PENSIONI

Quando andremo in pensione? Se ci arriveremo in buona salute, potremo contare su un assegno in grado di garantirci una vita dignitosa? Domande fondamentali perché riguardano il nostro futuro, ma anche perché equivalgono a chiedersi a cosa servono i circa 200 miliardi di contributi che ogni anno lavoratori e aziende versano agli istituti di previdenza.

Le risposte non sono semplici e non (solo) perché i calcoli e le simulazioni devono tenere conto di una normativa opaca e complessa. Gli automatismi e una legislazione ballerina spostano sempre più avanti il limite di età, rendendo difficile prevedere il «quando». Complicato anche capire il «quanto», perché dipende da eventi che non possiamo controllare. In primo luogo la continuità del lavoro.

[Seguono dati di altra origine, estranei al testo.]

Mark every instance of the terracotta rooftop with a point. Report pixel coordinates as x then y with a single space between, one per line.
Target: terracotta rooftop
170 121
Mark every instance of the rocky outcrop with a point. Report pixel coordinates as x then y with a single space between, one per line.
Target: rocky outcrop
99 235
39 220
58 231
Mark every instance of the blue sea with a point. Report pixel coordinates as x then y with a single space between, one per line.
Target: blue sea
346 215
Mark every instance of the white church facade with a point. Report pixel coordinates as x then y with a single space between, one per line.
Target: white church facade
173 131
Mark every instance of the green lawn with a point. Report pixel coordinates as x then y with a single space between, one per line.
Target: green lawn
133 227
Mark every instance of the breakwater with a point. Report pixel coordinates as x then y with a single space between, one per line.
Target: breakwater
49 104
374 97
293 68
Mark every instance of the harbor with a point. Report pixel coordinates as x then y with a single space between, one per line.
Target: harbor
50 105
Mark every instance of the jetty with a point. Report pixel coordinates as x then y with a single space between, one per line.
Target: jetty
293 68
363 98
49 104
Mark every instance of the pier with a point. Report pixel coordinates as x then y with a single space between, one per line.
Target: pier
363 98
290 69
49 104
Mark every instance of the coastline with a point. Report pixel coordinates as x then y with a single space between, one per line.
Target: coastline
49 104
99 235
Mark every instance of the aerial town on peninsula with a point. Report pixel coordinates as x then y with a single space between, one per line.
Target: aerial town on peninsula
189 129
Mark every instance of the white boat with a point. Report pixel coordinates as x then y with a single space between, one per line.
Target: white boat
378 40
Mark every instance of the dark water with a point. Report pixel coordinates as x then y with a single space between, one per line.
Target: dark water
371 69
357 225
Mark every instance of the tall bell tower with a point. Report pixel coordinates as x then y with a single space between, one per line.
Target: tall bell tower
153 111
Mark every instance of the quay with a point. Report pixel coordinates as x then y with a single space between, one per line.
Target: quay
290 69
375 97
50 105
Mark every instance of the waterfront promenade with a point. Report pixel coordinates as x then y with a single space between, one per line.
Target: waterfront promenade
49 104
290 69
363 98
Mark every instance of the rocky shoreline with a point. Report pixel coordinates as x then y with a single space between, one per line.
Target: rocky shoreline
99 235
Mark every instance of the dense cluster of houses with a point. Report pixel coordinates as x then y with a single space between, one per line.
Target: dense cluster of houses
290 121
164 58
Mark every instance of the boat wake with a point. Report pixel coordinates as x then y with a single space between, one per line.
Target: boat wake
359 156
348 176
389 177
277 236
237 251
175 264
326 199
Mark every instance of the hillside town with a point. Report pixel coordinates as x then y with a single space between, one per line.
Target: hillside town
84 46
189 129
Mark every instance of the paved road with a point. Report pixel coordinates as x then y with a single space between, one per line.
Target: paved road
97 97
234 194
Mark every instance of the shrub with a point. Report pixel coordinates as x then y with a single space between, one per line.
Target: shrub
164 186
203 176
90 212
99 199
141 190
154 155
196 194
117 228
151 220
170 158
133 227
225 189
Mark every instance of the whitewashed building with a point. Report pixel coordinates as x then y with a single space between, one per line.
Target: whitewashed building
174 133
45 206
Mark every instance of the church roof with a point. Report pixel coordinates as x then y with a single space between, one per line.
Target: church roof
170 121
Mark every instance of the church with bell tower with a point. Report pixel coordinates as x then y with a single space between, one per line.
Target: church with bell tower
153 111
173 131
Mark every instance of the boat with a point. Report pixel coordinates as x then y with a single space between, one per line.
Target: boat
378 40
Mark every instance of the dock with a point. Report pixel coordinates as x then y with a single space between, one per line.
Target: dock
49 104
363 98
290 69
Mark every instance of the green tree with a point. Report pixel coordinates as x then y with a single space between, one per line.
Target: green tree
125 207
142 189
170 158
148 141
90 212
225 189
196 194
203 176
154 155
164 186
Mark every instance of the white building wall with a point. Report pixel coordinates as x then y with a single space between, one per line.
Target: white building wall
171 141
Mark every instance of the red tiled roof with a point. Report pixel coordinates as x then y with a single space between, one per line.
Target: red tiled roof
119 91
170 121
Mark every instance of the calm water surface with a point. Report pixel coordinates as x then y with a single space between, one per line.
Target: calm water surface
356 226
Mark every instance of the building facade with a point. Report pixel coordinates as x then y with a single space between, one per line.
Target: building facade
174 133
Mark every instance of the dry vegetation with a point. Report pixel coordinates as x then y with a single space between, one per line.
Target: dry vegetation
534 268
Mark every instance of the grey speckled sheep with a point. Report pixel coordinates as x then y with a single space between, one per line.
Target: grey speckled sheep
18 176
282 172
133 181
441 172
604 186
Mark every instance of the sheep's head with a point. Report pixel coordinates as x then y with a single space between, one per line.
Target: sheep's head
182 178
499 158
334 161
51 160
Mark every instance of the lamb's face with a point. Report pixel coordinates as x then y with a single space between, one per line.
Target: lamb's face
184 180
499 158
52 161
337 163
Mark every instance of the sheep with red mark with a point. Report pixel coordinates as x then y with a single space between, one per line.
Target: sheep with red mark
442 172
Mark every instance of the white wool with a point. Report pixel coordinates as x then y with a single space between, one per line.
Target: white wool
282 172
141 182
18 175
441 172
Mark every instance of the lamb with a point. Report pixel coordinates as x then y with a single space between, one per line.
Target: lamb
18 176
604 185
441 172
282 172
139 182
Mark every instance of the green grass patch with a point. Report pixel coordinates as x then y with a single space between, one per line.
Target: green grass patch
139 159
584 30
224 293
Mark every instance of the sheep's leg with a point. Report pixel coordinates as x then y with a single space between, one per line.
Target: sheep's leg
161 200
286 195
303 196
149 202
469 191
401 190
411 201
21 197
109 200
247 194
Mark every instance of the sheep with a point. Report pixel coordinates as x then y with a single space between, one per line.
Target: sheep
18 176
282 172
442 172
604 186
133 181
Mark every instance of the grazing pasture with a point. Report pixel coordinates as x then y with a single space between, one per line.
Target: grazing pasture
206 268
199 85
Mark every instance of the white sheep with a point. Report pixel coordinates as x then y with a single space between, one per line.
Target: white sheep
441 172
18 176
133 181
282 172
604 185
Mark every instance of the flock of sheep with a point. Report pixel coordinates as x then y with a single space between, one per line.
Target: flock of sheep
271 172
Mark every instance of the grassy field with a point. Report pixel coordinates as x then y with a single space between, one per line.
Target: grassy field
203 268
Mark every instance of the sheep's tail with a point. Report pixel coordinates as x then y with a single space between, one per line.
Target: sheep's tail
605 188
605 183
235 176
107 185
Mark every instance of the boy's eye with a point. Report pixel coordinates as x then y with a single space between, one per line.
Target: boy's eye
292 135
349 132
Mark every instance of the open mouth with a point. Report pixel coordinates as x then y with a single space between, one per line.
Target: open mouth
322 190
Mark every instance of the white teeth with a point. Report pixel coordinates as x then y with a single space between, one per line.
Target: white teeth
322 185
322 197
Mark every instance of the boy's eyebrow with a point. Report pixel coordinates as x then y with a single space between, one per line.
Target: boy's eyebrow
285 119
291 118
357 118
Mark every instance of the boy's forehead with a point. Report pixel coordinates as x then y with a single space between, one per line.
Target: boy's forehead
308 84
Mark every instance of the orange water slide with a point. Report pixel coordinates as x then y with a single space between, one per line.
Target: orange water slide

Unico dato che possiamo dare per certo è che sarà sempre più difficile andare in pensione.

Rinviati i tentativi di rendere meno rigidi i requisiti restano in vigore i requisiti della legge Fornero e quelli delle altre riforme introdotte a partire dagli anni Novanta. Un complesso di norme che renderà, soprattutto nei prossimi anni, il sistema italiano uno dei più severi al mondo. I lavoratori attivi di oggi dovranno aspettare circa un decennio in più rispetto ai predecessori per potere accedere alla pensione.

Dai vecchi 58 anni (con 35 di contributi) passeremo, intorno al 2030 (cioè quando i 40-45enni di oggi saranno lavoratori anziani), ai 68 anni e un mese come requisito per la «vecchiaia». Negli anni successivi si sfioreranno i 70 anni. Le pensioni anticipate, la nuova versione di quelle di anzianità, sono un miraggio, un residuo del vecchio sistema, destinato a svanire. Un tempo con 40 anni di versamenti c'era la certezza della pensione. Oggi, a un (o una) 40enne che pensi di ritirarsi a 62 anni, quindi nel 2037, deve sapere che gli serviranno almeno 45 anni di contributi. In altre parole l'aspirante pensionato del XXI secolo deve avere versato regolarmente da quando aveva 17 anni. A un 50enne, la pensione a 62 anni, costa 44 anni e 2 mesi di contributi, quindi un posto fisso dal 1982. C'è un anno di sconto alle donne, nel caso in cui rientrino nel sistema retributivo o misto. Un po' meglio per la generazione degli attuali sessantenni, parzialmente graziati anche dall'ultima stretta varata dal governo Monti.

Tutti effetti delle varie riforme previdenziali. In particolare del meccanismo degli adeguamenti alle speranze di vita, introdotti nel 2010 e rafforzati l'anno successivo. In teoria si basano su calcoli attuariali, di fatto sono un automatismo che sposta ogni due anni l'asticella più avanti di due mesi. Meccanismo poco conosciuto, ma fondamentale perché condiziona in modo pesante i requisiti per il ritiro.

Gli importi delle pensioni sono l'altra variabile difficile da controllare. Anche questi dipendono da periodici ricalcoli. L'indice di rivalutazione del montante contributivo (cioè la somma dei contributi) viene periodicamente modificato sulla base delle aspettative di vita. Il prossimo adeguamento scatterà il primo gennaio 2016 e comporterà un mini taglio alle pensioni lorde. Nell'arco di decenni, anche questa rivalutazione si fa sentire.

I dati statistici danno tassi di sostituzione (cioè il rapporto tra l'ultimo stipendio e l'importo dell'assegno della previdenza) che sembrano smentire la tesi di chi sostiene che le nuove generazioni avranno pensioni da fame. Un lavoratore dipendente nato nel 1974 che abbia iniziato a lavorare a 24 anni potrebbe prendere il 75,80% dell'ultimo stipendio, il 66,1% se è un autonomo (dati del Bilancio del sistema previdenziale 2015 di Itinerari Previdenziali, centro guidato da Alberto Brambilla). Ma se la carriera lavorativa è discontinua tutto cambia. Negli anni sono state condotte simulazioni che tengono conto dei buchi contributivi secondo le quali da uno stipendio medio, si potranno ricavare rendite vicine alla pensione minima.

Ci sono poche alternative.

Le nuove generazioni dovranno prendere confidenza con la previdenza complementare. Potrà sembrare paradossale, ma è l'unico strumento, almeno per il momento, che può permettere ai 40enni di oggi di minimizzare i rischi legati alla previdenza pubblica.